CADI
Climate-Driven Agricultural Decline Index
Where will climate change hit agriculture hardest?
This tool maps observed and projected productivity losses for local crops at 10 km resolution driven by shifting climate conditions

Climate change poses an existential threat to agricultural communities worldwide. Rising temperatures, shifting rainfall patterns, and increased weather variability will fundamentally alter where and how crops can be grown—with the poorest and most vulnerable communities facing the greatest burden.

This project provides spatially disaggregated estimates of changes in agricultural productivity across multiple time periods. Using agronomic models from the Global Agro-Ecological Zones (GAEZ v5) project, we quantify observed and projected productivity losses under a no-adaptation assumption: farmers are assumed to maintain the crop choices and farming practices observed in the baseline period. See the Key Findings for a summary of our main conclusions.

The Adaptation Challenge

Our estimates highlight the places where adaptation will be most needed. Adapting to climate change will be challenging everywhere—requiring new technologies, crop switching, and, in some places, shifts in where production happens. But the capacity to make these changes is deeply unequal, leaving many smallholders and low-income regions with far fewer options. The result: food security and rural livelihoods are most at risk where resilience is lowest.

Why This Matters

Climate-driven declines in agricultural productivity will be uneven. Current research shows that adaptation is limited even in developed countries—and in many low-income regions it is especially constrained. When yields fall, the impacts ripple outward: food insecurity rises, rural incomes shrink, and communities confront difficult choices about migration and livelihood change.

This webpage is an early warning tool for policymakers, development practitioners, and researchers. By pinpointing areas at risk of severe losses under baseline cropping patterns, it supports:

Our Framework

We report changes in attainable yields—the maximum productivity that can be obtained in a territory for a given crop—across 20-year time periods, at a resolution of roughly 10×10 km. For each grid cell, productivity is calculated using a fixed crop mix—held constant across all time periods and scenarios—so that only climate conditions are allowed to vary. Estimates are based on the GAEZ v5 model.

We separate already observed change from future projections. Observed change is measured by comparing attainable yields under the 1981–2000 climate to the 2001–2020 climate, using historical climate data (AgERA5). Future projections are then measured relative to the 2001–2020 baseline, using IPCC climate projections consistent with the magnitude of changes already observed.

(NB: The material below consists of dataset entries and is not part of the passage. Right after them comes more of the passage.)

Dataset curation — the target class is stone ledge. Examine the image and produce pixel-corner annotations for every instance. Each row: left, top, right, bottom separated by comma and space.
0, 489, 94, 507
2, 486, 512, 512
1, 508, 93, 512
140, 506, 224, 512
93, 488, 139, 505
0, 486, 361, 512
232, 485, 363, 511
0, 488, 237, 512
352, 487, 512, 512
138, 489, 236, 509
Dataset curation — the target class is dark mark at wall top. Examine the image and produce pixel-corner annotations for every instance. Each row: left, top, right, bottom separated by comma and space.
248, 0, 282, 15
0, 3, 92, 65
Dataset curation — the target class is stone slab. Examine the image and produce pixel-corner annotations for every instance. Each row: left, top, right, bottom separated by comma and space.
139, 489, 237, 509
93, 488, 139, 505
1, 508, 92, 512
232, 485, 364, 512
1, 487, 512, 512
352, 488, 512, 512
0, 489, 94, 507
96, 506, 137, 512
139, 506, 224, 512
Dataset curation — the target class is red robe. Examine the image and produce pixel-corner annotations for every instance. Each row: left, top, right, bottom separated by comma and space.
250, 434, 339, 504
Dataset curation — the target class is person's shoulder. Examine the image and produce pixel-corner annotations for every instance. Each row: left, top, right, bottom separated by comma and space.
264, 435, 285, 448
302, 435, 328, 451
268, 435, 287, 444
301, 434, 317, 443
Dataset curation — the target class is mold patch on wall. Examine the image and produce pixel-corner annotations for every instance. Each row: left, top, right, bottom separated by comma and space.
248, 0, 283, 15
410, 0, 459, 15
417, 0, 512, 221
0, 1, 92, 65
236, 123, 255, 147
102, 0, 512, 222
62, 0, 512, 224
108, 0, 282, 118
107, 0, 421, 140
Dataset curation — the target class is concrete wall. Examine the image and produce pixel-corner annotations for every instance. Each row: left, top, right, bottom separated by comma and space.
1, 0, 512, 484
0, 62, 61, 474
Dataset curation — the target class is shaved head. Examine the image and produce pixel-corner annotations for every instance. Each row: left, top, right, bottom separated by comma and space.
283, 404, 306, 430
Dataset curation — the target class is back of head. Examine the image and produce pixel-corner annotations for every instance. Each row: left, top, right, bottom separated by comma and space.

To provide a single, intuitive measure of impact, we consider the main crops in each cell and aggregate them by converting attainable production into calorie equivalents. Results are expressed as changes in the total number of people that could be fed in a year per grid cell, assuming a daily requirement of 2,000 calories per person.

1981–2000
Historical baseline
2001–2020
Observed change & new baseline
2021–2100
Projected under SSP5-8.5

Our Key Findings

Projected changes for the 2041–2060 period under SSP5-8.5, relative to the 2001–2020 baseline

1.01 billion
people live in areas where the local agricultural caloric output is projected to decline by at least 15%.
Regional asymmetry
Of those affected, a large majority are in Asia (655 million), followed by Africa (192 million).
2.56 billion
people live in areas where their grid cell will be able to feed at least 5,000 fewer people per year than it does today.
Worst-off countries
The three highest-losing countries are India (projected to be able to feed 300 million fewer people per year), Brazil (80 million fewer), and Pakistan (65 million fewer).